Yes, in theory we could abolish calendars and timestamp everything by
atomic-clock kiloseconds since an epoch. And if there ever comes a day
when we all live in completely controlled environments like space habs
or dome colonies that might actually work for us.
Until then, the trouble with that sort of computer-optimized timestamp
is that while it tells us what time it is, it doesn’t tell us what
*kind* of time it is – how the time relates to human living. Day? Night?
Season?
Those sideband meanings are an important component of how humans use
and interpret time references. Yes, I know January in Australia
doesn’t mean the same thing as January in the U.S. – the point is that
people in both places have stable intuitions about what the weather
will be like then, what sorts of holidays will be celebrated, what
kind of mood is prevalent.
I judge that all the crap I go though reconciling scientific absolute
time to human-centered solar time is worth it. Because when all is
said and done, clocks and calendars are human instruments to serve
human needs. We should be glad when they add texture and meaning to
human life, and beware lest in our attempts to make software easier to
write we inadvertently bulldoze away entire structures of delicate
meaning.
UPDATE: There is one context, however, in which I would cheerfully
junk timezones. I think timestamps on things like file modifications
and version-control commits should always be kept, and represented, in
UTC, and I’m a big fan of RFC3339 format as the way to do that.

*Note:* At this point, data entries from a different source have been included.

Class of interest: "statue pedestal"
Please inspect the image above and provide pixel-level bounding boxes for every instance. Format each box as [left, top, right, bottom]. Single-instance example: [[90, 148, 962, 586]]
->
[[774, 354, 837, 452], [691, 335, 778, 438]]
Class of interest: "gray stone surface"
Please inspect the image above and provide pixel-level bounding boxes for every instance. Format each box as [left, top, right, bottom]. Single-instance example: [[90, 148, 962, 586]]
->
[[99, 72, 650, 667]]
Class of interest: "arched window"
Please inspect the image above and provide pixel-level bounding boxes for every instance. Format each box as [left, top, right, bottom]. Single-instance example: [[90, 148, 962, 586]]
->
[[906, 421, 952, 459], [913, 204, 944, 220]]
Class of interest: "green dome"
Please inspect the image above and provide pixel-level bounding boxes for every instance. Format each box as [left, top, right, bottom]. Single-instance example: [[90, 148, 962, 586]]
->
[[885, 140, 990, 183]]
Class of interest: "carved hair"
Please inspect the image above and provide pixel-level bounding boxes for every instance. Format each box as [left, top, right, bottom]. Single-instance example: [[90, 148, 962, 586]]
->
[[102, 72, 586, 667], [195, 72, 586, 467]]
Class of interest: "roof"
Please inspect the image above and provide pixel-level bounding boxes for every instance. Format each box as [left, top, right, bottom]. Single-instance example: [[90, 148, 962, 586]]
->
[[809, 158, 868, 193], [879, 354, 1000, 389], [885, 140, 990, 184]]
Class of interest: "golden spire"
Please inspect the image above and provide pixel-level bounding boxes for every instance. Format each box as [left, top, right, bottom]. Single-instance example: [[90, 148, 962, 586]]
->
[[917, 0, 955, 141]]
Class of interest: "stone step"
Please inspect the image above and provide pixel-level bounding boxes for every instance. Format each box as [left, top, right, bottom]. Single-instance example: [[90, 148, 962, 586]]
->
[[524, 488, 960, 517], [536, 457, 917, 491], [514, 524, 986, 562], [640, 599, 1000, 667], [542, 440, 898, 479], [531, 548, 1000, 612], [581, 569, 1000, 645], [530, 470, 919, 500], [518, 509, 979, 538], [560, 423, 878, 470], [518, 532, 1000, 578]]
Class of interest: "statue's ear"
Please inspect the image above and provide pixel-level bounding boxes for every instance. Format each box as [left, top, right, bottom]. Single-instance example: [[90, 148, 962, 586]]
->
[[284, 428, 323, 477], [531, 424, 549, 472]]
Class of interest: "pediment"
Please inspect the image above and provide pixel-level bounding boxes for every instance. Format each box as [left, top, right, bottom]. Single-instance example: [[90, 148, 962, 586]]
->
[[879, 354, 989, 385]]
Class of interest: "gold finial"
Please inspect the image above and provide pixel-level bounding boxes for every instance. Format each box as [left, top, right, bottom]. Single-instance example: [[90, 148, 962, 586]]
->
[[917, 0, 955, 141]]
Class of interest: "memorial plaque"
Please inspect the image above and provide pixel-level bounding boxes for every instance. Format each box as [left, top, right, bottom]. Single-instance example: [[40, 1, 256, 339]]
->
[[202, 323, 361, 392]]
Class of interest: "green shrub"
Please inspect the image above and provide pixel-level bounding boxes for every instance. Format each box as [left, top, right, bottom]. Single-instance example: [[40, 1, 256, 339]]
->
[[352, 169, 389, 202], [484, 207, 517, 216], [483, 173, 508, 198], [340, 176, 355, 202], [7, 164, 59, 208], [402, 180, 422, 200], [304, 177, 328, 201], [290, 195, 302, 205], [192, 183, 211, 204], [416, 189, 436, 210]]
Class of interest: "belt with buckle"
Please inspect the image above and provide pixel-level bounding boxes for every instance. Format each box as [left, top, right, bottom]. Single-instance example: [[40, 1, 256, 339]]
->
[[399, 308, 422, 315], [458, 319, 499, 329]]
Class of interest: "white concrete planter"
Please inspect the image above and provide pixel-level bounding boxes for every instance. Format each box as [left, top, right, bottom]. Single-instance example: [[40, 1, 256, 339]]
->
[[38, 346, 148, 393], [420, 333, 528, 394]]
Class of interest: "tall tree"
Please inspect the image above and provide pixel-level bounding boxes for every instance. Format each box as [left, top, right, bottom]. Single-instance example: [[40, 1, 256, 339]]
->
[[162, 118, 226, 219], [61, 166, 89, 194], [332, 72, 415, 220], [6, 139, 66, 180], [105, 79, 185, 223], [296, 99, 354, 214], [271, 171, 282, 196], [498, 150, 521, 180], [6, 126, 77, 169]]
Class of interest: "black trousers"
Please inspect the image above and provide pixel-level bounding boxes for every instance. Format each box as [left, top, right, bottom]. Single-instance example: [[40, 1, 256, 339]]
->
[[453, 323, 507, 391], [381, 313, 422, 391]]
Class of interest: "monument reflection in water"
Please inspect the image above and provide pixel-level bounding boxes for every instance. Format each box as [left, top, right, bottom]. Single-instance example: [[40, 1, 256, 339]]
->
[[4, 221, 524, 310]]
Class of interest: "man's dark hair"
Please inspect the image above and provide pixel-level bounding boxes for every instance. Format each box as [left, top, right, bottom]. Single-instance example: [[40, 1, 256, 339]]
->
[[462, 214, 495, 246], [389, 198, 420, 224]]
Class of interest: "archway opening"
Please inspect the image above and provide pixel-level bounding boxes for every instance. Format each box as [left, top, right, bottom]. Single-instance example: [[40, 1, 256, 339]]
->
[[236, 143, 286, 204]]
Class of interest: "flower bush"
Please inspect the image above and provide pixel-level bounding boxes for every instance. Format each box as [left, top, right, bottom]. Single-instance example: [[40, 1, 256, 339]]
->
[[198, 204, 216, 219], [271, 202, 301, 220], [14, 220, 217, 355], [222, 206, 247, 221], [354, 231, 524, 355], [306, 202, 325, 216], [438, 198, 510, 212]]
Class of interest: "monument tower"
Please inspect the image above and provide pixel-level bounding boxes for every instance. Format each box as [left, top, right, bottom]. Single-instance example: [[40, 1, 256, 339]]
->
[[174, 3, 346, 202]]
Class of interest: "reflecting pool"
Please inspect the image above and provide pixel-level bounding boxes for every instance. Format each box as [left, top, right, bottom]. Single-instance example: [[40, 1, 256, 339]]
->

The reason I say this is that these times almost never have a
human-body-clock meaning, while on the other hand it is often useful
to be able to compare them unambiguously across timezones. Their usage
pattern is more like scientific than civil time.
On Sun 2016-07-10T11:27:33 +0300, Saku Ytti hath writ: So how can we solve the problem? Immediately and long term?
The ITU-R had the question of leap seconds on their agenda for 14
years and did not come up with an answer. Their 2015 decision was to
drop the question and ask an alphabet soup of international acronym
agencies to come up with something better by 2023.
The problem remains that simply abandoning leap seconds has the effect
of redefining the calendar, and Pope Gregory's last attempt to do that
took 300 years to consolidate. For time scales there are three
desirable goals, but it is only possible to pick two
Pick Two - Issues involved in computer time stamps and leap seconds
Leap second handling code is not well-tested and is an ultimate corner
case. There's been debate about abolishing leap seconds; with all the
every-day bugs people have to deal with, few people set up a special
test environment to handle something that may never happen again (until
you get less than six months warning that it'll happen at least once
more), and even then, tests tend to focus on what broke before, because
it is really hard to test EVERYTHING.
If this particular issue is your beat -- or your avocation -- you really should
read both these blog postings, and all their comments; they are nearly
comprehensive:
falsehoods-programmers-believe-about-time and
more-falsehoods-programmers-believe-about-time
They are also both funny as hell.
To myself be comprehensive, I should point out a companion piece about names:
falsehoods-programmers-believe-about-names
and there are similar lists for phone numbers, geography, civil addresses and gender,
linked from this thread.
If you write any code that has to interface with the outside world, these are pieces
I think you should read at least annually.